Can and Will

This morning, I learned something so wonderful in Exodus 6. I loved it so much that I already told my husband, my daughters, my sister, my friend, and now you! In Exodus 6, God says something very unusual to Moses. He says this:

“I am the Lord. I appeared to Abraham, to Isaac and to Jacob as God Almighty, but by my name the Lord I did not make myself known to them. . . Therefore, say to the Israelites: I am the Lord, and I will bring you out under the yoke of the Egyptians.”

I pause. I cannot figure it out. Why would it matter that the people knew God as God Almighty (or El-Shaddai in Hebrew) but not yet as the Lord (Jehovah)? What’s so special about people knowing God now as Jehovah (also said as Yahweh) as opposed to El-Shaddai?

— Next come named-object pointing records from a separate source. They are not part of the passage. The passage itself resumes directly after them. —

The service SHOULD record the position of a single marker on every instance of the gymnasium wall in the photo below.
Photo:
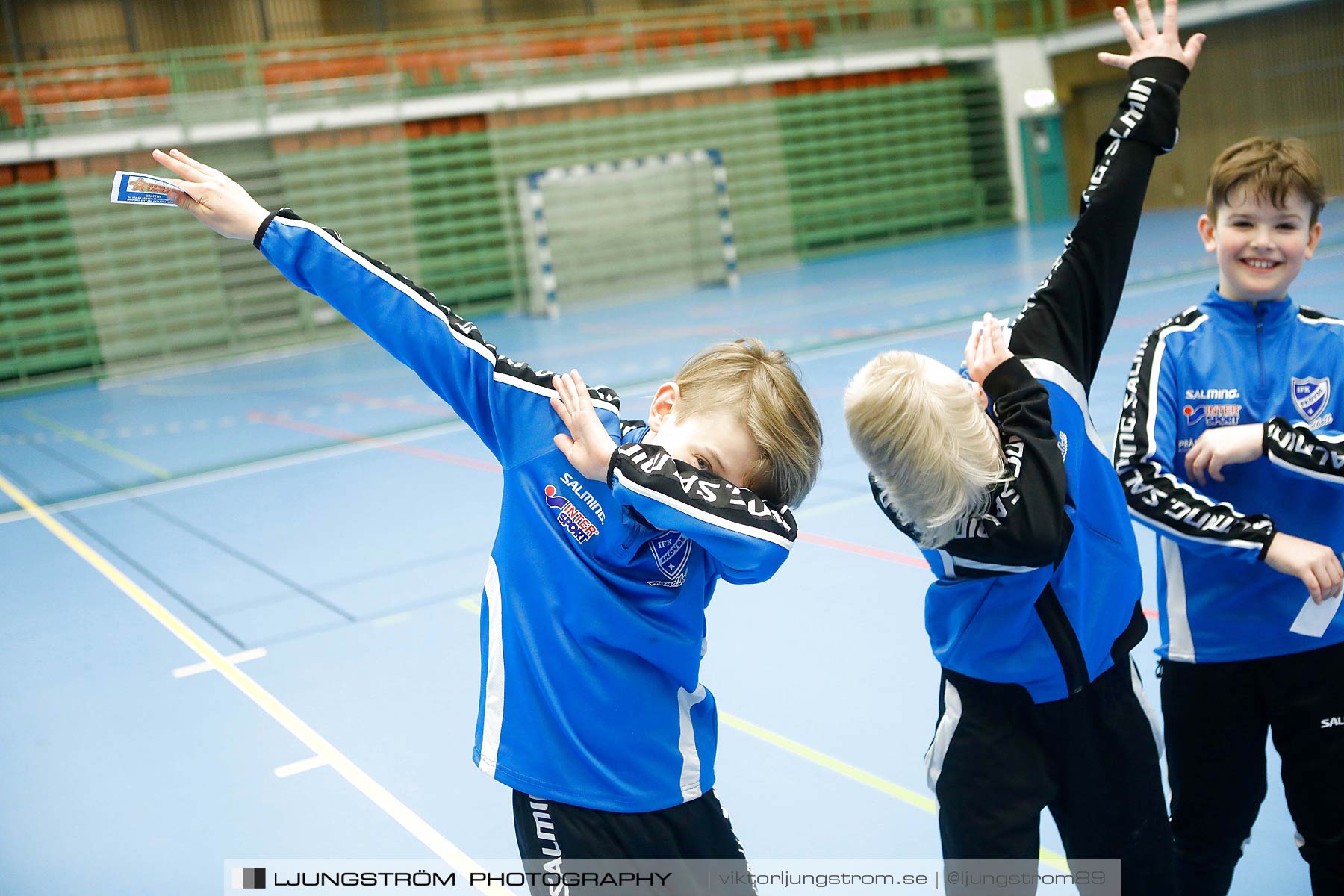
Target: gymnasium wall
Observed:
(815, 167)
(1276, 73)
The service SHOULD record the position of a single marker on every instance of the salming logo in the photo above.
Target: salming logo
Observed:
(546, 835)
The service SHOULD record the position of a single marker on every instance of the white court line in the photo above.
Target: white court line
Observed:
(379, 795)
(302, 765)
(803, 356)
(195, 669)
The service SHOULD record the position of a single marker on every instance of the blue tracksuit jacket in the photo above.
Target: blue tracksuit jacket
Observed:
(593, 610)
(1225, 363)
(1043, 590)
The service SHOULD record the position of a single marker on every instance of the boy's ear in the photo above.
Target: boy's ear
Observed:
(663, 406)
(1313, 238)
(1206, 233)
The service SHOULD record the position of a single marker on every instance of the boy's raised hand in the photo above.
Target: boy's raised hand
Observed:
(987, 348)
(588, 447)
(1148, 42)
(1222, 445)
(214, 199)
(1315, 564)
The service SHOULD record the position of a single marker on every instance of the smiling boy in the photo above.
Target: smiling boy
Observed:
(1229, 441)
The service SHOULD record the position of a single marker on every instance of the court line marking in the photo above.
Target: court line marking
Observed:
(196, 668)
(831, 763)
(84, 438)
(379, 795)
(302, 766)
(233, 472)
(863, 550)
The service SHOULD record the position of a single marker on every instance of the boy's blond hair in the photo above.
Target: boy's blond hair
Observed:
(927, 441)
(1269, 168)
(762, 388)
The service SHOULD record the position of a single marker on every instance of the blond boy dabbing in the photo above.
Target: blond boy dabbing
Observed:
(1035, 606)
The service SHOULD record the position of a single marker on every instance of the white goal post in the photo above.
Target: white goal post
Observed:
(618, 228)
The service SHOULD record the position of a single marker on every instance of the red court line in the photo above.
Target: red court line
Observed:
(355, 438)
(398, 403)
(865, 550)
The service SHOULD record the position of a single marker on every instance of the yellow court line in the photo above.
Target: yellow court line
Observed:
(838, 766)
(84, 438)
(401, 813)
(853, 773)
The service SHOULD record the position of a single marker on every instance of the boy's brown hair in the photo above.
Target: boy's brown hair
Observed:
(1269, 168)
(762, 388)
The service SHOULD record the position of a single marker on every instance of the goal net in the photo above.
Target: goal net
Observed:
(618, 228)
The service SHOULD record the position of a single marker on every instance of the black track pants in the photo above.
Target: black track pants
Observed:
(1216, 716)
(692, 840)
(999, 759)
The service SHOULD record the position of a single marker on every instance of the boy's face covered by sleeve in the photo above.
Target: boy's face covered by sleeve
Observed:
(717, 441)
(1261, 247)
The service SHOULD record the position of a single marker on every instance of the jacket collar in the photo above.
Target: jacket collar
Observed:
(1231, 311)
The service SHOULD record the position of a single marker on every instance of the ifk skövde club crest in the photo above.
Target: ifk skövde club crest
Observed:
(1310, 395)
(671, 551)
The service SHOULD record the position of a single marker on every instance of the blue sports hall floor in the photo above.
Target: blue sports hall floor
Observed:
(324, 516)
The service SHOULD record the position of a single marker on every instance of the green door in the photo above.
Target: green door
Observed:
(1043, 168)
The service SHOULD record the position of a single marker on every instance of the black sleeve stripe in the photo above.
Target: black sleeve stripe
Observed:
(650, 470)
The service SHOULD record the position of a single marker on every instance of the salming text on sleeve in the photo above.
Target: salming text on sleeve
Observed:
(1231, 363)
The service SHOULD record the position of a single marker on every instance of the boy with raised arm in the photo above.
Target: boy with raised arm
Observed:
(1035, 606)
(612, 538)
(1230, 449)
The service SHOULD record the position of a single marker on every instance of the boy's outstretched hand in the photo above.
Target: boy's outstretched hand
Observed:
(588, 447)
(1148, 42)
(214, 199)
(1223, 445)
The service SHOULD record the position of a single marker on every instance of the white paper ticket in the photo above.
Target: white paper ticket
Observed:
(1315, 618)
(140, 190)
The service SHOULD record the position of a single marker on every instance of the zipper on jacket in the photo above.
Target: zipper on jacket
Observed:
(1063, 638)
(1260, 343)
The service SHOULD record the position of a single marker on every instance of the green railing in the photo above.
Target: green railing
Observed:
(253, 82)
(87, 287)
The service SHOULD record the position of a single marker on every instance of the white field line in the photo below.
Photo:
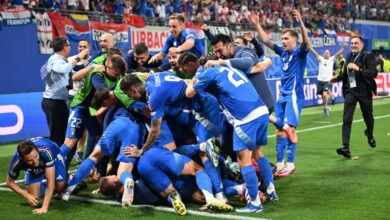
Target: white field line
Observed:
(159, 208)
(323, 122)
(333, 125)
(17, 181)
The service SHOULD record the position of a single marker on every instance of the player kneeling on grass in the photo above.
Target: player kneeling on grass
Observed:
(40, 159)
(249, 115)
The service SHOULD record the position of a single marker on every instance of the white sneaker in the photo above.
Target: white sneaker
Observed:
(288, 169)
(221, 197)
(65, 196)
(279, 166)
(128, 193)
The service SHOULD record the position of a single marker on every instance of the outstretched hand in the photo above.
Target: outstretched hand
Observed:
(132, 151)
(39, 211)
(254, 17)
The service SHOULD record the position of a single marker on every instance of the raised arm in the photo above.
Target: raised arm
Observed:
(341, 51)
(314, 52)
(305, 37)
(153, 134)
(264, 37)
(207, 32)
(50, 176)
(16, 188)
(187, 45)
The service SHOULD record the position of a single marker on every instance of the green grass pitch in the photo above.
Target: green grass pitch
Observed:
(324, 186)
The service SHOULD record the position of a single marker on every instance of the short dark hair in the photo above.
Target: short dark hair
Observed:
(60, 43)
(114, 51)
(187, 57)
(118, 62)
(130, 81)
(221, 38)
(209, 56)
(243, 39)
(141, 69)
(25, 147)
(292, 32)
(100, 96)
(140, 48)
(108, 189)
(178, 17)
(358, 37)
(86, 40)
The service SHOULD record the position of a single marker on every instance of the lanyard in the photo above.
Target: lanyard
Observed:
(354, 61)
(356, 58)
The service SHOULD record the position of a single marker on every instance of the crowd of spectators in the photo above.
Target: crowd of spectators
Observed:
(337, 15)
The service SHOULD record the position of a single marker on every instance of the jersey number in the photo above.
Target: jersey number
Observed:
(230, 73)
(172, 79)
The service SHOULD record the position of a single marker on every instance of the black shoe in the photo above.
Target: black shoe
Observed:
(343, 151)
(371, 140)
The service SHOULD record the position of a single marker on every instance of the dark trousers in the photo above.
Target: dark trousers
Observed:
(57, 114)
(350, 102)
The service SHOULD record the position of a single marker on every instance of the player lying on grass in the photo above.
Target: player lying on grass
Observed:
(250, 119)
(41, 160)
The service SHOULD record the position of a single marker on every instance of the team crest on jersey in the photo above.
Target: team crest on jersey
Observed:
(286, 62)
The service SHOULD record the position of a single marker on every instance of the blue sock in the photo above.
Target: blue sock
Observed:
(230, 191)
(281, 144)
(229, 187)
(265, 170)
(124, 176)
(169, 200)
(203, 181)
(91, 142)
(251, 181)
(42, 191)
(221, 159)
(279, 123)
(188, 150)
(69, 158)
(85, 167)
(65, 150)
(291, 149)
(214, 174)
(101, 166)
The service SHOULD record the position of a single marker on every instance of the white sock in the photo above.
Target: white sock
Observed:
(257, 201)
(270, 188)
(208, 196)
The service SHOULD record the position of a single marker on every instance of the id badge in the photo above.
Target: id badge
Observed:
(352, 79)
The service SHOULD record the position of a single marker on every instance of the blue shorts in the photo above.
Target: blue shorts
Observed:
(165, 136)
(208, 114)
(61, 174)
(186, 186)
(80, 118)
(120, 133)
(251, 134)
(158, 166)
(143, 195)
(288, 108)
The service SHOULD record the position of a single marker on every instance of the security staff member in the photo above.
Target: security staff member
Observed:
(358, 86)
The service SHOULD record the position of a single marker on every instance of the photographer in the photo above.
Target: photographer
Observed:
(358, 86)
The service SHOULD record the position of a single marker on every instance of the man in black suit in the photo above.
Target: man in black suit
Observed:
(358, 86)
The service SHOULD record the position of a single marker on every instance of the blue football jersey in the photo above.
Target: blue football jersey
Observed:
(47, 151)
(232, 89)
(294, 64)
(165, 90)
(185, 34)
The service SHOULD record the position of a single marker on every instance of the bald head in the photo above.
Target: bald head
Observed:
(326, 54)
(107, 41)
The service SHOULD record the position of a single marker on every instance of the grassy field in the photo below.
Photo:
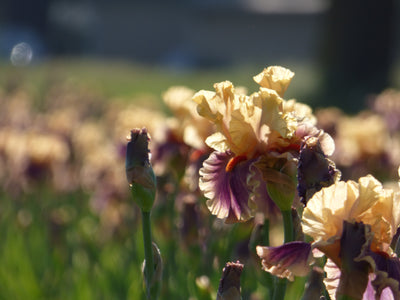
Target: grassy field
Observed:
(68, 227)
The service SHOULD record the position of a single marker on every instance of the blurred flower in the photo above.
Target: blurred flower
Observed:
(335, 218)
(190, 126)
(287, 261)
(387, 104)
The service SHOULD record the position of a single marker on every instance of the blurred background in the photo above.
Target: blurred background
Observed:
(345, 49)
(76, 76)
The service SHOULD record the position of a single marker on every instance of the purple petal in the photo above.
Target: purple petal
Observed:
(227, 190)
(387, 271)
(289, 260)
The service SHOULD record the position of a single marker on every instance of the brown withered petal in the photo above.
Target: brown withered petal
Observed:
(315, 170)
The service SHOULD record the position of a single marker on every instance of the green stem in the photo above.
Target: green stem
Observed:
(148, 251)
(280, 284)
(287, 226)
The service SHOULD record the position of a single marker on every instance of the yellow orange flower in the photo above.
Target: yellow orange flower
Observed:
(366, 201)
(249, 124)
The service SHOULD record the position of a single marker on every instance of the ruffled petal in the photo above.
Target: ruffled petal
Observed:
(286, 261)
(225, 185)
(275, 78)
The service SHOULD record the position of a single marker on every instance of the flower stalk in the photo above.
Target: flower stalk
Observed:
(142, 181)
(280, 287)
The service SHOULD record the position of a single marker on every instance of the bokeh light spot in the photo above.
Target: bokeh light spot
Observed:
(21, 54)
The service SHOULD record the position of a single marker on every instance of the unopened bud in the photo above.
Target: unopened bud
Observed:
(229, 286)
(139, 172)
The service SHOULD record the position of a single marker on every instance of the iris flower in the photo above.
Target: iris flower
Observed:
(353, 224)
(257, 140)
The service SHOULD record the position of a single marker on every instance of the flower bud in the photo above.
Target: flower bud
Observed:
(139, 172)
(229, 286)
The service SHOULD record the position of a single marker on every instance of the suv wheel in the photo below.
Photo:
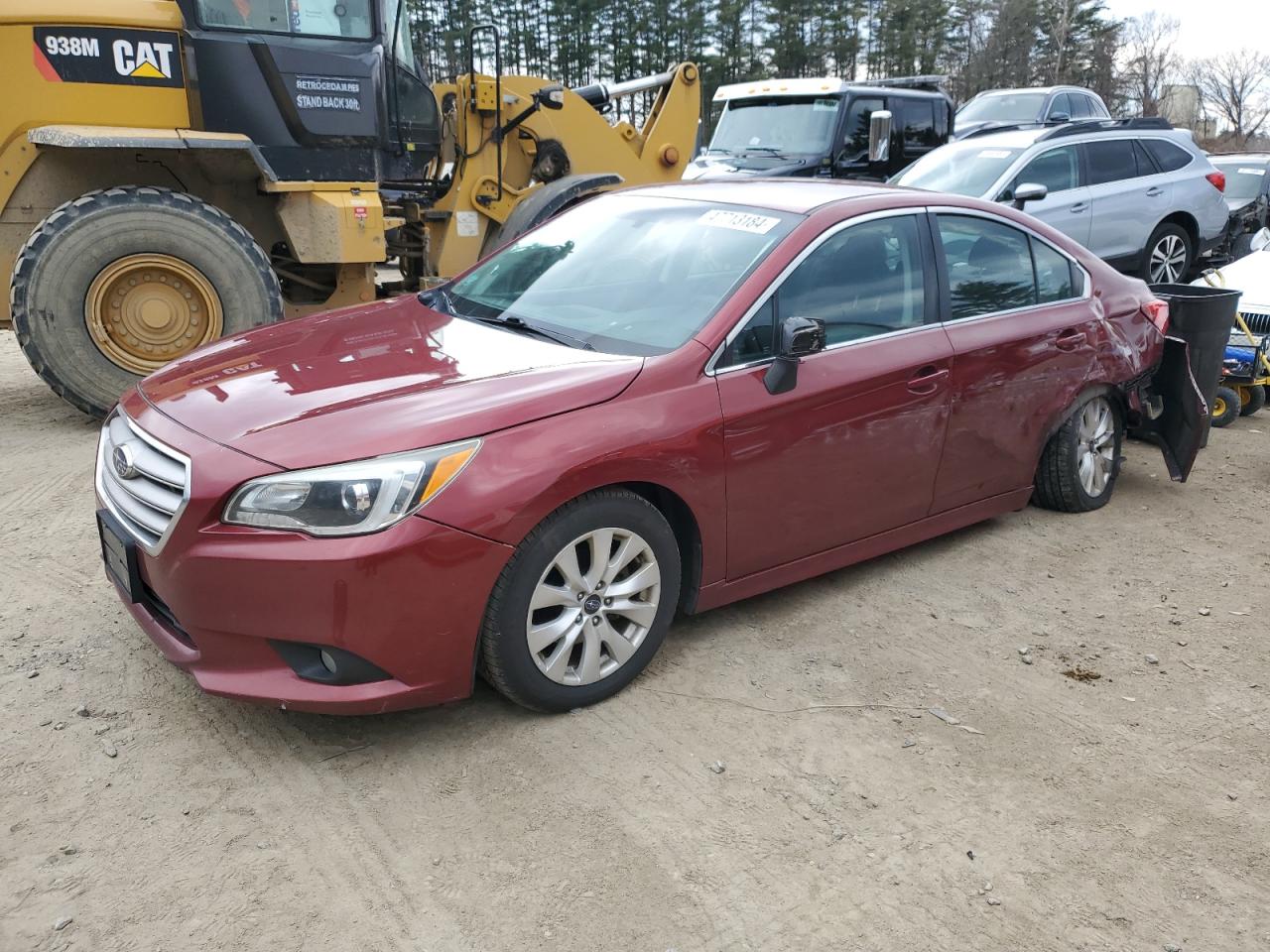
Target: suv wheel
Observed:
(1167, 257)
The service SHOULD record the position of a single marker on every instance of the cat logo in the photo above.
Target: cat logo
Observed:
(143, 60)
(126, 58)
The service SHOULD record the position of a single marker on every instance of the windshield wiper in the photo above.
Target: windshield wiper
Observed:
(524, 326)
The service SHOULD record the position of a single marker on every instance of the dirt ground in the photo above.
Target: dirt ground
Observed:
(776, 780)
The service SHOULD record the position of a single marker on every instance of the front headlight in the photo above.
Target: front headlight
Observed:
(349, 499)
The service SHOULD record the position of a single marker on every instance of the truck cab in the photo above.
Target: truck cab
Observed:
(825, 127)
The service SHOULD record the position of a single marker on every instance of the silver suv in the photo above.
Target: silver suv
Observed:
(1135, 191)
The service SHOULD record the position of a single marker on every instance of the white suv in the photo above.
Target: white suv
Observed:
(1135, 191)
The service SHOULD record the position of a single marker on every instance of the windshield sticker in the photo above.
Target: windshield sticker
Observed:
(739, 221)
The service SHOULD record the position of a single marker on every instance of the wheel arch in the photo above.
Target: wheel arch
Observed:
(1116, 393)
(1187, 222)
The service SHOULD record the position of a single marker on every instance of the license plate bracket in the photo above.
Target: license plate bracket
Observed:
(119, 555)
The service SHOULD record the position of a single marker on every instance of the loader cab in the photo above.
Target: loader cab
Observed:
(329, 90)
(824, 128)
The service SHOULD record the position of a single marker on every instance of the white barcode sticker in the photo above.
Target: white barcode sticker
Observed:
(739, 221)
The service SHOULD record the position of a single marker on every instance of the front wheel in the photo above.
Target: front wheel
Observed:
(1080, 462)
(1225, 407)
(584, 603)
(1167, 257)
(116, 284)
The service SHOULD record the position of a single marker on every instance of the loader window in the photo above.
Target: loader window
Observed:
(314, 18)
(624, 275)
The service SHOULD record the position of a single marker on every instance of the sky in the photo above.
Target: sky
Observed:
(1206, 28)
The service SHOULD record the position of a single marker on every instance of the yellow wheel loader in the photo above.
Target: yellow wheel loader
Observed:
(177, 171)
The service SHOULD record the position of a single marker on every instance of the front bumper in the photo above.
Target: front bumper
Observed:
(409, 599)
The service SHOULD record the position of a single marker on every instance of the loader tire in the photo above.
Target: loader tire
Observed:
(116, 284)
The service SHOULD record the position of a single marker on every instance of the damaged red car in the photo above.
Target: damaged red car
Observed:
(661, 402)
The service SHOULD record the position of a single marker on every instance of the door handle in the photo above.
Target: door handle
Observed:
(928, 380)
(1070, 339)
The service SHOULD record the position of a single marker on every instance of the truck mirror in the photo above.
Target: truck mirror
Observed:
(879, 136)
(1029, 191)
(550, 96)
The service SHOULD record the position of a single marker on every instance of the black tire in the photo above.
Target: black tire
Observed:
(1160, 238)
(503, 655)
(70, 248)
(1225, 407)
(1058, 476)
(1252, 398)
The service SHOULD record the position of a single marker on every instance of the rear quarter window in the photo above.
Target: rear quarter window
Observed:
(1167, 157)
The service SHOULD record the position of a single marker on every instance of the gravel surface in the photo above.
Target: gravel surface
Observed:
(884, 758)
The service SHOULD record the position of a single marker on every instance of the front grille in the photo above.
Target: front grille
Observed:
(143, 481)
(1259, 321)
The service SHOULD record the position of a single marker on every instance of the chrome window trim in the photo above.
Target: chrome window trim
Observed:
(1032, 232)
(159, 447)
(711, 365)
(712, 370)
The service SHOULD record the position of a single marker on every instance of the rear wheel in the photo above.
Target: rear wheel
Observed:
(1252, 398)
(583, 604)
(1080, 465)
(116, 284)
(1225, 407)
(1167, 257)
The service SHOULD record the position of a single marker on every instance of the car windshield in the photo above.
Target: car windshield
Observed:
(626, 275)
(1002, 107)
(778, 126)
(962, 168)
(1243, 179)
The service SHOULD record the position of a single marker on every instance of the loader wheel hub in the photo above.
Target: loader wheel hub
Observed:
(146, 309)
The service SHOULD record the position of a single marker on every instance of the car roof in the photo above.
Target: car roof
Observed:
(798, 195)
(1033, 89)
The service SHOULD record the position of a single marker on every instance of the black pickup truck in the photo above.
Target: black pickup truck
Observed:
(825, 127)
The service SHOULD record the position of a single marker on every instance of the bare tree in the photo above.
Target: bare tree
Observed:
(1151, 60)
(1237, 86)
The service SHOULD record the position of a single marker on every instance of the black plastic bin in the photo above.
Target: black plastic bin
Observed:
(1203, 317)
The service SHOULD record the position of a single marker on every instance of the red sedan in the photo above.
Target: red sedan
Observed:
(661, 402)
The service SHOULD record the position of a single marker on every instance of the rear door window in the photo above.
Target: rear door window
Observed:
(1058, 171)
(1053, 275)
(1167, 157)
(988, 266)
(1111, 160)
(919, 119)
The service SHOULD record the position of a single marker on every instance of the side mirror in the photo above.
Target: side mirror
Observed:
(801, 336)
(1029, 191)
(550, 96)
(879, 136)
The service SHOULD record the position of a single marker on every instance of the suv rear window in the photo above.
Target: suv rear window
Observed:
(1167, 157)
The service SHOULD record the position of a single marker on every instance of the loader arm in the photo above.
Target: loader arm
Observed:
(489, 181)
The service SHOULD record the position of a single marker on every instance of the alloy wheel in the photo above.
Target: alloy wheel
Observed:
(1167, 261)
(593, 606)
(1095, 447)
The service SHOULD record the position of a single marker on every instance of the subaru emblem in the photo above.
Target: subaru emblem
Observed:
(125, 461)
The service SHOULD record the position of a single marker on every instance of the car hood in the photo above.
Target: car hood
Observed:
(733, 167)
(376, 380)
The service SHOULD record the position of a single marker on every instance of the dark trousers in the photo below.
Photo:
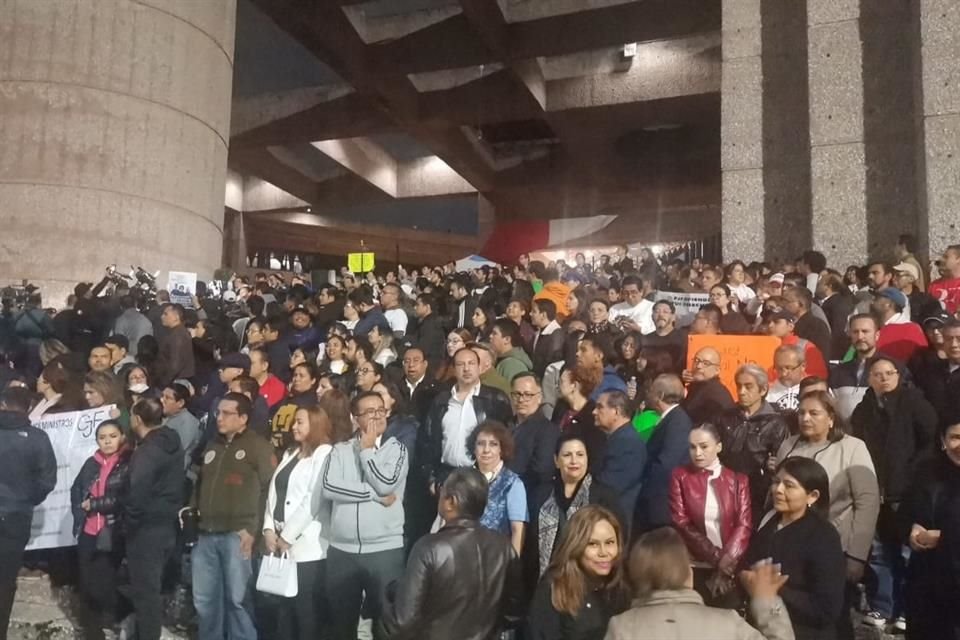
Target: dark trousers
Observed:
(351, 577)
(147, 551)
(98, 584)
(303, 616)
(14, 534)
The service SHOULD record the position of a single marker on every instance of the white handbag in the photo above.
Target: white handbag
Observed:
(278, 576)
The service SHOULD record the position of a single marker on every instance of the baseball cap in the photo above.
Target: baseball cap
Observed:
(906, 267)
(783, 314)
(235, 360)
(894, 295)
(939, 319)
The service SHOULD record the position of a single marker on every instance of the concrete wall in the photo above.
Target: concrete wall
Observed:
(114, 122)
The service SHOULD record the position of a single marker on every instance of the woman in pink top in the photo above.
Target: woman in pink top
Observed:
(95, 497)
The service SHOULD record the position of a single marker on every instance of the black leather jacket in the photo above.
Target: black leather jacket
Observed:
(462, 582)
(489, 404)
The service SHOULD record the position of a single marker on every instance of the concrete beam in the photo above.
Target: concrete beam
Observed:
(347, 116)
(454, 43)
(324, 29)
(365, 159)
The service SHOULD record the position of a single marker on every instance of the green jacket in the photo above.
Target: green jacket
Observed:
(235, 476)
(516, 361)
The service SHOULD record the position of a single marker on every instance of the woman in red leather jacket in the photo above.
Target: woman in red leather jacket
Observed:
(715, 524)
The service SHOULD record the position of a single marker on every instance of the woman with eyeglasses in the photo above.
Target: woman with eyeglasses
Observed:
(731, 320)
(334, 361)
(506, 511)
(292, 522)
(572, 489)
(302, 394)
(368, 375)
(899, 427)
(351, 316)
(253, 337)
(796, 537)
(854, 494)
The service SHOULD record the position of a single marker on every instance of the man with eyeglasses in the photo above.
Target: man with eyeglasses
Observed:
(635, 312)
(790, 364)
(706, 395)
(229, 496)
(534, 437)
(781, 325)
(364, 480)
(453, 416)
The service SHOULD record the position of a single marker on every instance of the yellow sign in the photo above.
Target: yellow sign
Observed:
(361, 262)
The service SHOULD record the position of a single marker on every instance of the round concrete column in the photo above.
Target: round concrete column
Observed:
(114, 124)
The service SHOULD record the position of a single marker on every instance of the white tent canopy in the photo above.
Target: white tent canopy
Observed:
(474, 262)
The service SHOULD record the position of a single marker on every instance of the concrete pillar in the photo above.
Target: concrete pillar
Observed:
(765, 154)
(940, 37)
(114, 125)
(837, 153)
(741, 131)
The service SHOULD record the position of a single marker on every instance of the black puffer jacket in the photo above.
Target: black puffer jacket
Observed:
(110, 504)
(28, 466)
(747, 443)
(897, 434)
(462, 582)
(155, 492)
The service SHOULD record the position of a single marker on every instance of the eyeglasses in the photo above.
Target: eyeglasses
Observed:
(787, 368)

I love what I discover in a blog post by Jacob Gerber. He explains it as the difference between the Almighty God who can do all things, and the One who will do all things.

Gerber explains, “As El-Shaddai, he is capable of doing all these things, but there is no guarantee that he will. But as [Jehovah], God binds himself to his people, and he binds his people to himself. He is their God, and they are his people. God will move heaven and earth to deliver his people and bring them into their rest.”

In Exodus 6, God tells us He not only can do everything, but He also will. He will! He is bound by the covenant He “swore with uplifted hand. . ” (8). This serves as a guarantee of His love and faithfulness to us.

All day, I think about the God who can do anything and everything. But it’s more than that; He can do it, and He will do all He promises to us.